Nevertheless, I struggle.  Every day.  A rule of life forces me to give up what I might want for myself in the moment and orients me toward what God wants in the long term.  He wants me to pray, to have a relationship with him through prayer, so I am given tools to make it easier: words to say when I have no words and silence to make me attentive to God’s awe-full-ness.  It’s a slow thing, and not always given to immediate gratification.

A modern adaptation of the Rule of St. Benedict for the laity by John McQuiston, Always We Begin Again, gives me hope, especially in the struggle.  Always we begin again.  I will fail sometimes, but every day is new.  Every day I begin again.  A rule of life, in the ancient sense of the phrase, derives from regla, a rule in place not as a prohibition against an action, but as a standard to strive toward.  The rule is presented as a helper, a guide.  There is room for learning, growing into God’s way of doing things.

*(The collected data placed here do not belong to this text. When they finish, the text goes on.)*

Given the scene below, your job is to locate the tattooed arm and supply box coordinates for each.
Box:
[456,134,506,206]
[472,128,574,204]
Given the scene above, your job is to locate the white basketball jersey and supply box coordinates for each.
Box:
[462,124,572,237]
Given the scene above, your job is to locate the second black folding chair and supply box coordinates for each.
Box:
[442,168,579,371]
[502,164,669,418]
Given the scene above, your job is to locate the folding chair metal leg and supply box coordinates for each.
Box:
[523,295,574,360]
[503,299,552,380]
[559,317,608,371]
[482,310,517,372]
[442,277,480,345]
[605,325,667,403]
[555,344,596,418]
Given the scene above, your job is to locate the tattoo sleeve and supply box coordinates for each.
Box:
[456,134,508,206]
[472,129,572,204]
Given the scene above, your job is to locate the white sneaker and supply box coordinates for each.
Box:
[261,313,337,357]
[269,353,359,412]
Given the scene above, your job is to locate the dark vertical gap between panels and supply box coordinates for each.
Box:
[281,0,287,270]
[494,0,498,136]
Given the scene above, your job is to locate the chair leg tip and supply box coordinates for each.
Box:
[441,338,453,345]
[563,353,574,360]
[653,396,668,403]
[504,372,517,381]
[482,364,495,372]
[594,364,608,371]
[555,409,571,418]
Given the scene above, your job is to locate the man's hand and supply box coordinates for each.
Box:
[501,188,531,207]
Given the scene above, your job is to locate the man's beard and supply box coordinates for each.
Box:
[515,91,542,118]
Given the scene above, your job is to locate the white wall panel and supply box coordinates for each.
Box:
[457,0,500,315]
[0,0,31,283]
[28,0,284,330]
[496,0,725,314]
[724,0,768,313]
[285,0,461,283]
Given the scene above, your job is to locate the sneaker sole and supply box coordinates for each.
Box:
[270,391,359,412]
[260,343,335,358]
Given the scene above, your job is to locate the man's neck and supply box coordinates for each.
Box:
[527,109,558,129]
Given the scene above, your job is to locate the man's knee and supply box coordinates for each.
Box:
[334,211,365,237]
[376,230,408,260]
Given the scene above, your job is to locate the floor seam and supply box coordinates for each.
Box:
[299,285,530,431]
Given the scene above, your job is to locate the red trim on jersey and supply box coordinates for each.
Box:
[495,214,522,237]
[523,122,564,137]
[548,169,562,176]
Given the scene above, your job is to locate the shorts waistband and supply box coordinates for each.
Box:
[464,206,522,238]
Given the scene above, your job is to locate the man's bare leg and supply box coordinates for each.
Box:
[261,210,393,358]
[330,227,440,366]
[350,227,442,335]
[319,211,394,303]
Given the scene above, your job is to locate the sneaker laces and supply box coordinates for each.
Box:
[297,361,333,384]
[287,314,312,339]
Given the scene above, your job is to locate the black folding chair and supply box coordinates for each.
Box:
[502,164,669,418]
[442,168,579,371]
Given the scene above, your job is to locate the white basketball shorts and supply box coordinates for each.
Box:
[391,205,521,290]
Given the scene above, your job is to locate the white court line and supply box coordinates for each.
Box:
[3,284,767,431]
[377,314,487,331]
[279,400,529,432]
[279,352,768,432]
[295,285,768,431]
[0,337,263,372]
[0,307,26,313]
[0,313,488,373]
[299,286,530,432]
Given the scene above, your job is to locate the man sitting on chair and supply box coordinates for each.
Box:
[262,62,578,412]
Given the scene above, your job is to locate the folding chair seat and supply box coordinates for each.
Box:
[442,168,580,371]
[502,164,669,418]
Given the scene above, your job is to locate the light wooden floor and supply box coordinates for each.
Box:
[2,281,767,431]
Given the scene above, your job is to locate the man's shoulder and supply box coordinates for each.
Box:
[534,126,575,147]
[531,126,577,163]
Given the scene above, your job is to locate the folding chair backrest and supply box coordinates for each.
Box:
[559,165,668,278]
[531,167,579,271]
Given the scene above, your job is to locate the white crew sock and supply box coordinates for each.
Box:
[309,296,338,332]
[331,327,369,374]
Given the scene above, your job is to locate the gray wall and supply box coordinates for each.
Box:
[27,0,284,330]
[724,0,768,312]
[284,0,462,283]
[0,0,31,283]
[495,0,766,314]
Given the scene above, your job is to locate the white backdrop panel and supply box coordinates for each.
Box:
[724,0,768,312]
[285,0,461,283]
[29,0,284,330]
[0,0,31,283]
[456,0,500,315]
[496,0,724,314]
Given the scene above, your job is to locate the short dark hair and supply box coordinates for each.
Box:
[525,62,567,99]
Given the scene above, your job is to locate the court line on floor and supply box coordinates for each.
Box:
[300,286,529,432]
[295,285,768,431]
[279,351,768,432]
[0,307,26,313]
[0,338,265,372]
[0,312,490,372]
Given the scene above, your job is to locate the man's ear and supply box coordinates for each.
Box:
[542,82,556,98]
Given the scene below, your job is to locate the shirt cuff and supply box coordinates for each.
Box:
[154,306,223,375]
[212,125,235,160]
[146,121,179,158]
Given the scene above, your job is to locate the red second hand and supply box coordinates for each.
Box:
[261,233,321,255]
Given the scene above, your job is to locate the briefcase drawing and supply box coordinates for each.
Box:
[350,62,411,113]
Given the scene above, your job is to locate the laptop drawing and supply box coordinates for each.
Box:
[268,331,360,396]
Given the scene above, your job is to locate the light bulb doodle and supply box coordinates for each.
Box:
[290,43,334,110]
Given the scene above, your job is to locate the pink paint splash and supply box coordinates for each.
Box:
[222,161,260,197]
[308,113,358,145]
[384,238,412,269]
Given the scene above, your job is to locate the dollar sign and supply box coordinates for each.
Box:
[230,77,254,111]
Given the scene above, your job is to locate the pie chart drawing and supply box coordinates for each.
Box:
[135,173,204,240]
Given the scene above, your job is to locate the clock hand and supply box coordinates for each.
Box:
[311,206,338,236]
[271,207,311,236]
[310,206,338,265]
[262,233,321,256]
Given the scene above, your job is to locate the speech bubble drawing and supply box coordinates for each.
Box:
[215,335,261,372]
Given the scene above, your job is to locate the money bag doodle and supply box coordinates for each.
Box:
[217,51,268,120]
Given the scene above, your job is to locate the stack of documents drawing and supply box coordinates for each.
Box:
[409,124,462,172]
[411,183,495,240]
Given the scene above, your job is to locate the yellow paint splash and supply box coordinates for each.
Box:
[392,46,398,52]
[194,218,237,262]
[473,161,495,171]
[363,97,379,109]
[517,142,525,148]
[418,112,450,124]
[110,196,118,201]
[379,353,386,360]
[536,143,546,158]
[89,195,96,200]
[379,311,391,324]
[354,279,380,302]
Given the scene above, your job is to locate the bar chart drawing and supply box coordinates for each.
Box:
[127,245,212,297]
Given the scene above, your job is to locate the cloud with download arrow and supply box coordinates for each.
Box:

From St. Benedict, we get conversatio morum, variously translated “conversion of life” or “conversion of manners.”  There’s a strong sense of stability and obedience associated with the phrase.  I imagine slowly turning in place 180° or what T.S. Eliot, in “Burnt Norton,” calls “the still point of the turning world.”  By staying in one place, following one pattern of life, and learning from those around me, I let myself be conformed to that life in all its joys and difficulties, in all its humanity and divinity. There is the dance, the relationship, the leading, learning, and following.

Following a rule of life is not pretty.  It’s day in and day out, long term stuff, sometimes more mere habit than conscious devotion.  There is no immediate reward, no pat on the back.  There may be “well done, good and faithful servant” at the end, but not this side of heaven.  Living with a rule of life is striving, day by day, to live in God’s light, according to his will rather than my own.  I take heart in the grace of daily obligation, knowing that I am being formed and changed.  Definitely more fully human.  Perhaps more fully divine?

 

2 Comments

  1. Lynda C. on March 30, 2011 at 16:21

    Following Christ is always a learning curve, never in a vacuum and most assuredly, thank you Mr. T.S.Elliot,”the still point of the turning world.”

    Let us learn from the vexation, difficulties and the long term.

    Oh, yes, Jesus, you know Sarah Z. and Lynda C. pretty well.

    And maybe others.

  2. Jose Latour on March 30, 2011 at 10:47

    Very eloquently state, Sarah…and you are SO right about the “not pretty” part. (-: Sometimes when I revisit my personal rule I’m mortified at the basic commitments from which I have invisibly drifted in the preceding days or, sometimes, weeks. It really is about a fresh start daily, isn’t it? Thank you for sharing this with us!